节点文献
蛋白质结构预测模型研究
Study on Models of Protein Structure Prediction
【作者】 罗亮;
【导师】 许进;
【作者基本信息】 华中科技大学 , 系统分析与集成, 2010, 博士
【摘要】 近20年来,随着生物数据量呈指数级增长,产生了新的交叉学科——生物信息学。而蛋白质结构与功能预测是生物信息学的一项核心研究内容,它的研究不仅能帮助人们了解蛋白质折叠的形成机制,更对实验生物学起着重要的指导作用。蛋白质结构预测的关键在于建立有效的预测模型并给出合理快速的预测算法,然而蛋白质空间结构复杂,各种结构的形成原因并不完全清楚,因此目前的预测模型和算法都有各自的局限性,预测模型的准确度和算法求解的复杂度之间也互相制约。针对这些问题,本文进行了深入的研究,提出和改进了一些蛋白质结构预测模型及方法。图论在蛋白质结构预测相关问题的研究中有着重要作用。本文将预测蛋白质二级结构问题转换成求解一个图的最短路径问题,每3个顶点表示序列中的一个氨基酸残基可能形成的二级结构,边表示可能的残基连接,并设计一个函数对边进行赋权,则这个赋权图中的最短路径对应该蛋白质的二级结构。应用这个方法,对几组测试集进行了预测,取得了较好的预测结果,并对模型中环境参数的选取进行了讨论。蛋白质序列数据的冗余是训练蛋白质结构预测模型需要避免的问题。

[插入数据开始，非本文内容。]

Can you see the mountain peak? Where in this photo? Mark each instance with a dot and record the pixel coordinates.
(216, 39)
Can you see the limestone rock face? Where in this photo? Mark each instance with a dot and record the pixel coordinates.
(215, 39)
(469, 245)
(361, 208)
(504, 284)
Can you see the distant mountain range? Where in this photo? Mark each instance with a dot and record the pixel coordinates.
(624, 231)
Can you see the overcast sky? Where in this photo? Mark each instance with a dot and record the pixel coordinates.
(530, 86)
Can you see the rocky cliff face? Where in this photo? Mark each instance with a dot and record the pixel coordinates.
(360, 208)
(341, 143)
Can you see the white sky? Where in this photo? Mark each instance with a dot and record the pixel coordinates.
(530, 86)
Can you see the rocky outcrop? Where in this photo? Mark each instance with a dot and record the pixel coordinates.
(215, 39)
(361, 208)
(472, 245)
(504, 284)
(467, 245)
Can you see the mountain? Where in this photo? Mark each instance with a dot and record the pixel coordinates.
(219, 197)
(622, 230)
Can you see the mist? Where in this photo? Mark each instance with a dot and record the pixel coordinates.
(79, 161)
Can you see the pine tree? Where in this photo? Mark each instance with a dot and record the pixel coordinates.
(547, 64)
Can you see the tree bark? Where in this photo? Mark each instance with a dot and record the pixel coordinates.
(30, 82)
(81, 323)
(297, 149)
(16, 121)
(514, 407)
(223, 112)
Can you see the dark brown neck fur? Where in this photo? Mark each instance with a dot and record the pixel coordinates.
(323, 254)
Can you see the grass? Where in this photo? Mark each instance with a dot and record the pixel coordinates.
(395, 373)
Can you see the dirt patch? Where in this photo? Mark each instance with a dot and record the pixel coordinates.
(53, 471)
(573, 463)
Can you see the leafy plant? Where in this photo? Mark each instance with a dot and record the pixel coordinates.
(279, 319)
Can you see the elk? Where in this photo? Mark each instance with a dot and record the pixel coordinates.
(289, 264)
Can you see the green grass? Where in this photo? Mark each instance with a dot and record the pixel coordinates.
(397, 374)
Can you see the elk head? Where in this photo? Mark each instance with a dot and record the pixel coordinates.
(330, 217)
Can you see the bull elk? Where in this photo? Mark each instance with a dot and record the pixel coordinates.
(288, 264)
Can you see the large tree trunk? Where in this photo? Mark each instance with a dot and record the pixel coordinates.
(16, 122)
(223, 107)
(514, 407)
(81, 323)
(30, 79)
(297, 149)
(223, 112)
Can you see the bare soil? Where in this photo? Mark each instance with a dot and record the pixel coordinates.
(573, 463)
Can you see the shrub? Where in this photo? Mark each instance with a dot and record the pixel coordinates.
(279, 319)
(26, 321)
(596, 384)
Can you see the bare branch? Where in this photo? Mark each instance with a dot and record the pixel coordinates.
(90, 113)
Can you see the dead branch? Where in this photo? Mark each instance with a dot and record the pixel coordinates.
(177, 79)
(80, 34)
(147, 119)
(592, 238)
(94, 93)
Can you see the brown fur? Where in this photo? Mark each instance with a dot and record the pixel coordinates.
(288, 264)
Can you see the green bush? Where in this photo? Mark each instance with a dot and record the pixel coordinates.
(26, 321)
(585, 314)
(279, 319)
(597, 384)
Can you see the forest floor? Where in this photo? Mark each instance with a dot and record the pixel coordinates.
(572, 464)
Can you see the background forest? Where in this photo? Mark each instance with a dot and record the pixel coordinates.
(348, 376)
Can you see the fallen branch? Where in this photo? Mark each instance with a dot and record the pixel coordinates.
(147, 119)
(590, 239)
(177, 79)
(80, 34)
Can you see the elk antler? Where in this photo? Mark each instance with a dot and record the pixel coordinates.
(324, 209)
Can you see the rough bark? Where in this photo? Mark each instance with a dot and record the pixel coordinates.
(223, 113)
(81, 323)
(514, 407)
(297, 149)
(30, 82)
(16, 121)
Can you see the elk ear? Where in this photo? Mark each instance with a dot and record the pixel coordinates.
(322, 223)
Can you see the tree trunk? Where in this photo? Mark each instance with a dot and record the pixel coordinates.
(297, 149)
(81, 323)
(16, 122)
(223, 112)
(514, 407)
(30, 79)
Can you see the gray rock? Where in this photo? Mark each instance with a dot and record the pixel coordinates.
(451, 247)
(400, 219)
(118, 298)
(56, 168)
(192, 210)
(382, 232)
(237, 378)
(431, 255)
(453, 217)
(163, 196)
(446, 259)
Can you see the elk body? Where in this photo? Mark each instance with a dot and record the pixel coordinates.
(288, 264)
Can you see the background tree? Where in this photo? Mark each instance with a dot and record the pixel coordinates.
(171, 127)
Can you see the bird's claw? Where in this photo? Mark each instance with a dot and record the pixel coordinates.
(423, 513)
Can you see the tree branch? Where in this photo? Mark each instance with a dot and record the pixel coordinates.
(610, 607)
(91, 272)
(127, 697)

本文将图论中最大团的概念引入冗余处理的算法中,利用最大团的成熟算法改进了蛋白质数据冗余的处理方法,并对几种蛋白质数据进行了处理,取得比较好的结果。DNA计算是一种全新的计算模型,本文试图将DNA计算引入到蛋白质结构预测中,建立了蛋白质结构预测的质粒DNA计算模型,为蛋白质结构预测提出一种全新的研究思路。该模型首先将一段待确定空间构型的侧链或主链转换成一个赋权图的顶点,顶点和边根据一些安排好的标准赋权,然后结合最大权团问题的质粒DNA计算模型,建立蛋白质预测问题的DNA计算模型,最后对该质粒DNA计算模型的编码进行了研究,给出了一个编码工具。概率图模型是蛋白质结构预测的一类有效的模型。本文将20种氨基酸进行分类,通过统计β折叠的典型形成模式,将3-状态隐马尔可夫预测模型扩展为9状态,有效的提高了β折叠的预测精度。条件随机场是最近提出的一种概率图模型,本文构建了一种基于条件随机场的蛋白质结构预测模型,并给出了此类条件随机场的训练及解码算法。同时利用多序列对比程序PSI-BLAST把蛋白质序列转化为表示进化信息的序列模体以提高预测的精度,最后给出预测结果并进行比较分析。在蛋白质结构预测的研究中,一个重要的问题就是正确预测二硫键的连接,二硫键的准确预测可以减少蛋白质构型的搜索空间,有利于蛋白质的3D结构的预测。本文成功地将LVQ神经网络方法引入蛋白质的二硫键的预测工作中。结果表明蛋白质的二硫键的连接与半胱氨酸的局域序列模式有重要联系,可以由蛋白质的一级结构序列预测该蛋白质的二硫键的连接方式,应用这个方法对蛋白质结构的二硫键进行了预测取得了良好的结果。HP模型是一种简化的蛋白质结构预测模型,本文对HP模型进行改进,根据氨基酸残基的亲疏水特性以及理化特性将氨基酸残基分为4类,把蛋白质序列简化为一个4元序列,并给出一种通过4元序列能量最低的结构来预测蛋白质的空间结构的简化模型。最后使用一种改进的模拟退火算法对4种不同长度的蛋白质进行二维结构预测,比过去HP模型得到了更小的能量构型,说明该简化模型比HP模型更加精确。同时该方法也可以应用于蛋白质的三维结构预测。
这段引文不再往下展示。